L’examen du projet de loi sur les retraites a marqué une nouvelle étape sur la voie de l’émancipation. Les villepinistes ont présenté en commission des finances plusieurs amendements. Avec Mme Montchamp, François Goulard (Morbihan), Daniel Garrigue (Dordogne) et – selon les circonstances – Hervé Mariton (Drôme), plus quelques alliés occasionnels, les partisans de l’ancien premier ministre disposent au sein de cette commission d’une influence non négligeable. « Pour la première fois, nous nous étions organisés et nous nous sommes retrouvés en situation de quasi-groupe », reconnaît Mme Montchamp.

Parlant du projet de loi sur les retraites, la porte-parole estime que « c’est un texte d’un autre âge » ; « non seulement, il n’est pas financé, mais il n’est même pas phasé, assure-t-elle.

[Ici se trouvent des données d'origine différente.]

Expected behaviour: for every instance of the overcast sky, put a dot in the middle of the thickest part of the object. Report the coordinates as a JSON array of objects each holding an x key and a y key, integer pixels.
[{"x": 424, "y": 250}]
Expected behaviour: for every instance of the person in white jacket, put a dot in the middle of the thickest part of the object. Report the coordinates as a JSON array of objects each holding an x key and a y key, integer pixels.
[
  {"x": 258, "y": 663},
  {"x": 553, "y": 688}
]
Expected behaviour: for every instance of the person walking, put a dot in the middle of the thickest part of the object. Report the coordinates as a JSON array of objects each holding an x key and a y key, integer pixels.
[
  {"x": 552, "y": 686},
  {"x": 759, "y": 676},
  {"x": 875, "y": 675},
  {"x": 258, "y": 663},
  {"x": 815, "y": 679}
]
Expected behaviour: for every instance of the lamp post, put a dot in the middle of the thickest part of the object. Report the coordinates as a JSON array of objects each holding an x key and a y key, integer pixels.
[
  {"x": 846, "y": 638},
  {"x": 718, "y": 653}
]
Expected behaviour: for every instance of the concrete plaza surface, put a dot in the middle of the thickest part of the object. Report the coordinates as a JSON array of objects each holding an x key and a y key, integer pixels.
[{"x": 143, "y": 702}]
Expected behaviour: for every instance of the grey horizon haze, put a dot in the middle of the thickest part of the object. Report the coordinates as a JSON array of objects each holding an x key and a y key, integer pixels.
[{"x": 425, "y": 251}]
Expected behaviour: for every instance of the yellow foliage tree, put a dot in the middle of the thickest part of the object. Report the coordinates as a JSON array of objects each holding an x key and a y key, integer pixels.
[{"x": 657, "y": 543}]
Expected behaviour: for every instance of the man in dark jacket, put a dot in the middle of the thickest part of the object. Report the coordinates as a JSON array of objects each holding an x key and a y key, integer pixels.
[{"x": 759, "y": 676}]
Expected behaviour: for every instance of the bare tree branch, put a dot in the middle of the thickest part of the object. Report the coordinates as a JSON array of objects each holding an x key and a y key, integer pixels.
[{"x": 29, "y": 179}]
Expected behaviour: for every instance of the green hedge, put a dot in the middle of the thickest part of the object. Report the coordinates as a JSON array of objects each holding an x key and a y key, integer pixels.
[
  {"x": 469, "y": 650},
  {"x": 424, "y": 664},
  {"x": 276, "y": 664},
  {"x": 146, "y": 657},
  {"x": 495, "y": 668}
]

Qui peut croire que l’exécutif se projette en 2018 quand son seul souci est de passer l’étape jusqu’en 2012, en évitant systématiquement d’aborder les véritables enjeux ? Or, à force d’évitement, la majorité se prépare une véritable catastrophe en 2012. »

Les députés villepinistes ont tenté – en vain – d’apporter des corrections visant à améliorer l’équité du système, à renforcer la taxation des produits du patrimoine, à prendre en compte la pénibilité et à supprimer le bouclier fiscal. Certains amendements, avec l’appui du Nouveau Centre, voire du PS, ont été rejetés d’extrême justesse. « On leur a filé un échantillon », prévient Mme Montchamp.

La séparation de corps semble inéluctable. Pour la porte-parole, la réforme des retraites est l’illustration d’une droite qui « manque cruellement d’imagination ». « C’est le dernier avatar d’une droite à l’étiage, étriquée et sectaire, repliée sur une base de plus en plus étroite. Après il n’y a plus que Marine Le Pen », se désespère-t-elle.

« Intérêt Objectif »

Peu ou prou, les députés villepinistes ont le sentiment que leur engagement au sein de l’UMP « se fissure », « La majorité, c’est la dépression, avec des réflexes de puissance et d’autorité, constate Mme Montchamp. On ne pas se laisser imposer le choix entre renoncer ou passer en mode suicide ».

« L’autre rive », donc. Même si certains hésitent encore : couper les ponts reste un acte compliqué, douloureux, inconfortable en tout cas. Mme Montchamp est persuadée que, non seulement, les villepinistes n’ont pas le choix mais que d’autres suivront. « Tandis que l’UMP est en train de creuser tout autour pour être sûre que personne ne sorte, nous devons aménager la rive, la rendre habitable et jeter des passerelles pour que des gens passent de l’autre côté », explique-t-elle. Seuls, en effet, les villepinistes ne sont pas en mesure de constituer un groupe à l’Assemblée Nationale, qui réclame au moins quinze membres. Ils vont devoir se trouver des partenaires.

Du côté de François Bayrou ? « Il y a un intérêt objectif », estime Mme Montchamp. Le président du MoDem, qui siège parmi les non-inscrits au Palais-Bourbon, se dit « ouvert » à cette perspective. « Tous ceux qui ont les yeux ouverts sur la réalité de ce pays et qui savent que nous aurons à reconstruire, non seulement sur la politique mais aussi sur les principes, ont à travailler ensemble », affirme le député des Pyrénées-Atlantiques. Il demeure cependant réservé quant à la détermination des uns et des autres à sauter le pas. Pour l’heure, on ne se bouscule pas pour passer sur l’ »autre rive ».